A report released by the White House on Monday claims that without a major overhaul of immigration laws U.S. agriculture is destined for a loss of jobs, money and farming operations.
The timing of the report’s release was no coincidence. The White House is very interested in keeping immigration reform at the forefront of concerns sure to be expressed to lawmakers by constituents during the August recess.
The Senate has already passed bipartisan, comprehensive immigration legislation. That means little because the House leadership has decided to break immigration reform into smaller bits that remain at committee level.
On Monday afternoon, Tom Vilsack, Secretary of Agriculture, told reporters, “everyone understands and appreciates that the immigration system is broken and is having an impact on agriculture and rural communities…

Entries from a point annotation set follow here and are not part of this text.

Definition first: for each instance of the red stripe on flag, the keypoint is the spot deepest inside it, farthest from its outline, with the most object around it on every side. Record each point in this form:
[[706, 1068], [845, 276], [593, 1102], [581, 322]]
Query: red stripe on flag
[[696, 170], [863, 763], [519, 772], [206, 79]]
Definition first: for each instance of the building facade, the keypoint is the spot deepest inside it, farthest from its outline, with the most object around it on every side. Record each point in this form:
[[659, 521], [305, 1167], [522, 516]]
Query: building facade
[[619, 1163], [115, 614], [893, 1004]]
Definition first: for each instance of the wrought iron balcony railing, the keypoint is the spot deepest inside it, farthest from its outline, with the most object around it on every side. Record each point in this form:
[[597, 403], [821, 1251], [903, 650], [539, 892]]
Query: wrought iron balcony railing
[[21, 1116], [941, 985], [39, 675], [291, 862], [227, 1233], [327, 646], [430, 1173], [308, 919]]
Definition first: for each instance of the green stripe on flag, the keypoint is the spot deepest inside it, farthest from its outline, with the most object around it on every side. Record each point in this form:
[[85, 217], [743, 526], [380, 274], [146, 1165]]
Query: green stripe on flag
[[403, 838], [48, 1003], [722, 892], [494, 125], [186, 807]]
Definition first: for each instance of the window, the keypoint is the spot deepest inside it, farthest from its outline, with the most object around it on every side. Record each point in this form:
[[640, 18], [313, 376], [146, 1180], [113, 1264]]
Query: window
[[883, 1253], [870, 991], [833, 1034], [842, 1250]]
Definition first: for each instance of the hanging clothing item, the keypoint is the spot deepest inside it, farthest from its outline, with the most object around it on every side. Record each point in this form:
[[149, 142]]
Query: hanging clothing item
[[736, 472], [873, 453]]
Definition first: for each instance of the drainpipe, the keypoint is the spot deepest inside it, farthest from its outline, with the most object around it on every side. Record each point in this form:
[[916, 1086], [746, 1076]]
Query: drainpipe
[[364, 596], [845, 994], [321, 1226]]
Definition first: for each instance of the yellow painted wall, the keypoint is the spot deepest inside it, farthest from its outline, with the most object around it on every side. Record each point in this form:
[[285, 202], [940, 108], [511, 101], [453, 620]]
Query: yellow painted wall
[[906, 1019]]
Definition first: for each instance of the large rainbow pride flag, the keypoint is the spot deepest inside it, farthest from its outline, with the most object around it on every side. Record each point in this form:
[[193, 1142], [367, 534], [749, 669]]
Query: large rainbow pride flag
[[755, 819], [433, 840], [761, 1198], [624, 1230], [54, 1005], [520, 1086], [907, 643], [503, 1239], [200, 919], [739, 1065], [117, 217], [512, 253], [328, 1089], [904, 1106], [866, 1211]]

“The report basically starts by defining the problem. That is, there have been, roughly, 1.1 million full-time farm workers employed in the agriculture sector in the United States. Based on surveys done by the Department of Labor over the years, it is safe to say that at least half of those working in farm fields are probably not documented. Specifically, for those working for less than two years, we expect that close to three-quarters of those workers are not here with proper authorization.”
Read the full report here.
The situation impacts fruit and vegetable production more directly than it does other aspects of agriculture.

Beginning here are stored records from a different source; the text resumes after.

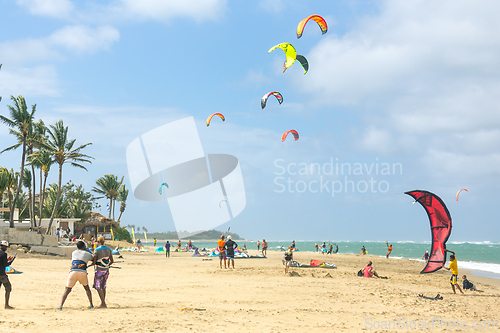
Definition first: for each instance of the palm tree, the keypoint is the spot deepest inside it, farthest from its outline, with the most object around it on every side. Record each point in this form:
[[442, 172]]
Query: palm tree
[[4, 180], [62, 151], [61, 206], [27, 184], [108, 186], [122, 197], [12, 178], [20, 123], [42, 160], [36, 140]]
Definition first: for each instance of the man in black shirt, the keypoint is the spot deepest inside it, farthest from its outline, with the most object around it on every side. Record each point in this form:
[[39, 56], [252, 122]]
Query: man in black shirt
[[4, 280], [229, 246]]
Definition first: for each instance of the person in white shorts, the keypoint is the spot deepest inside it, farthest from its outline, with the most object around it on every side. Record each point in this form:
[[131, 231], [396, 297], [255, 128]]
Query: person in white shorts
[[78, 272]]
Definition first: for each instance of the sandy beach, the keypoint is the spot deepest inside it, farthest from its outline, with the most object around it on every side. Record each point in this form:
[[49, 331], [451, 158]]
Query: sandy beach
[[149, 291]]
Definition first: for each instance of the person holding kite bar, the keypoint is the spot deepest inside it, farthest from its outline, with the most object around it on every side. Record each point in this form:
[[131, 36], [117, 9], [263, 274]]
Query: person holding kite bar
[[454, 271]]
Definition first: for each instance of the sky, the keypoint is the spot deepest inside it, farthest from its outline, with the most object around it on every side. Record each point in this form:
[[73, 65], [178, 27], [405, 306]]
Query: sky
[[399, 96]]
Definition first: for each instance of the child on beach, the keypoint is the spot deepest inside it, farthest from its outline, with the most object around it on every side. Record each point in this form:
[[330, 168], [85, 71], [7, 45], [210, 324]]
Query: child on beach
[[369, 271], [389, 250], [222, 252], [264, 247], [454, 271], [288, 255], [469, 285]]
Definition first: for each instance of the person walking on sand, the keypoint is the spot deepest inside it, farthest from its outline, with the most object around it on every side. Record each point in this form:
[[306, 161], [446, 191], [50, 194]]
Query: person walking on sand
[[264, 247], [167, 249], [454, 271], [288, 255], [389, 250], [103, 259], [467, 285], [78, 272], [230, 246], [4, 279], [222, 253]]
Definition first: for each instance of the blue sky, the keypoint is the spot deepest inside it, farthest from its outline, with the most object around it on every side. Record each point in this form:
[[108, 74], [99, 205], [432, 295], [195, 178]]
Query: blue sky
[[408, 87]]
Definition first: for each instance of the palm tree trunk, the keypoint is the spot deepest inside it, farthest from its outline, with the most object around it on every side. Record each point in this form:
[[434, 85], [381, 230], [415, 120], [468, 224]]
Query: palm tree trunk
[[120, 216], [29, 206], [110, 206], [11, 222], [34, 195], [42, 197], [57, 200]]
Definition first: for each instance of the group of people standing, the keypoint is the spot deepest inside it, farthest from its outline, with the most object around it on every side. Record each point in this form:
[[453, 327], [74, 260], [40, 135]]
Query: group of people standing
[[226, 251], [264, 247], [101, 258], [323, 248]]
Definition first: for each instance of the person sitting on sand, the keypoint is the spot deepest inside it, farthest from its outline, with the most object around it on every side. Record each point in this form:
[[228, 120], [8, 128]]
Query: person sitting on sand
[[454, 271], [369, 271], [222, 253], [78, 272], [138, 244], [469, 285], [288, 255], [264, 247], [389, 250]]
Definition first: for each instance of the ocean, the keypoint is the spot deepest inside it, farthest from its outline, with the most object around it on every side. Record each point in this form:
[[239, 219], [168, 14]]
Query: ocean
[[483, 258]]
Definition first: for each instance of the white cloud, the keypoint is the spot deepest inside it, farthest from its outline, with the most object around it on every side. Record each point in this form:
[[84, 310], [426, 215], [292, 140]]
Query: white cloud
[[419, 74], [35, 81], [84, 39], [52, 8], [199, 10], [54, 47]]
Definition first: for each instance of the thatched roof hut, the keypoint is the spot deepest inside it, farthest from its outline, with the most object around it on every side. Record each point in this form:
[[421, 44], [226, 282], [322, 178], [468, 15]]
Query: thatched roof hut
[[98, 220]]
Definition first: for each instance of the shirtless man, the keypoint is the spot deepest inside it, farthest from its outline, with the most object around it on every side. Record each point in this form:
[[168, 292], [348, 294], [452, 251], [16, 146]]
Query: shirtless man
[[264, 247], [78, 272], [103, 259]]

“We now know from a series of surveys that the broken immigration system is beginning to have an impact on labor scarcity within agriculture,” Vilsack continued. “The report addresses a number of surveys. One conducted in Texas in 2008 indicated that 77 percent of respondents indicated there was a lack of available workers. That led them to contract the size and scope of their business. Twenty-seven percent of those surveyed indicated a shift of a portion of their operations abroad. That indicates some agriculture production is actually moving outside the United States.”

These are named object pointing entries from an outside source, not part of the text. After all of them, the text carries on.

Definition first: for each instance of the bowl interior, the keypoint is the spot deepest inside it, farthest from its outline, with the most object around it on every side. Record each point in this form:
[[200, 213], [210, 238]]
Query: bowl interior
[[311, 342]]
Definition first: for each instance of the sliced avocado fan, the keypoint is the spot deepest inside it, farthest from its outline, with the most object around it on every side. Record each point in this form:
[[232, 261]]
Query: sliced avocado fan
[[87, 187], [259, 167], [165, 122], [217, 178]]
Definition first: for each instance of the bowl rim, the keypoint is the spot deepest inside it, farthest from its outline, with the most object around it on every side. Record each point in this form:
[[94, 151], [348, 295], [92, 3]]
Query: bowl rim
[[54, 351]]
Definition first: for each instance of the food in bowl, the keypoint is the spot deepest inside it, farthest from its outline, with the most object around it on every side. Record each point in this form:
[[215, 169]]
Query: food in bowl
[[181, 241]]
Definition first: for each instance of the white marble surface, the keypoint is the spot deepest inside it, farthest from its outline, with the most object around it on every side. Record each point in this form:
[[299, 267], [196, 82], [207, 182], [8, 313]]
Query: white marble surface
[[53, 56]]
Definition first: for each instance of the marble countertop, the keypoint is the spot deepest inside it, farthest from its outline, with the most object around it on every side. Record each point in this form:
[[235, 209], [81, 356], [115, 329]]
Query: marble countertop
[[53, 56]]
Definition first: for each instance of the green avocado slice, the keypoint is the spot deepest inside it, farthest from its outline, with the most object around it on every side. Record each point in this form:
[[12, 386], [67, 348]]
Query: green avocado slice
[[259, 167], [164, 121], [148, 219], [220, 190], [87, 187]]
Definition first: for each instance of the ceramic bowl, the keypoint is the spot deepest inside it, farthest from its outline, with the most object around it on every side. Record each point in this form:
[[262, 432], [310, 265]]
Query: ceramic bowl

A 2011 survey of Georgia growers “indicated that 78 percent of those growers had experienced harvesting and packing labor shortages during the spring season.”
That then led to a second survey by the Georgia Department of Agriculture. In that, “they found 25 percent of agricultural producers and processors in the state had experienced a loss of income as a result of a lack of available workers. They defined the extent of the impact on the Georgia economy in the hundreds of millions of dollars and thousands of jobs lost.”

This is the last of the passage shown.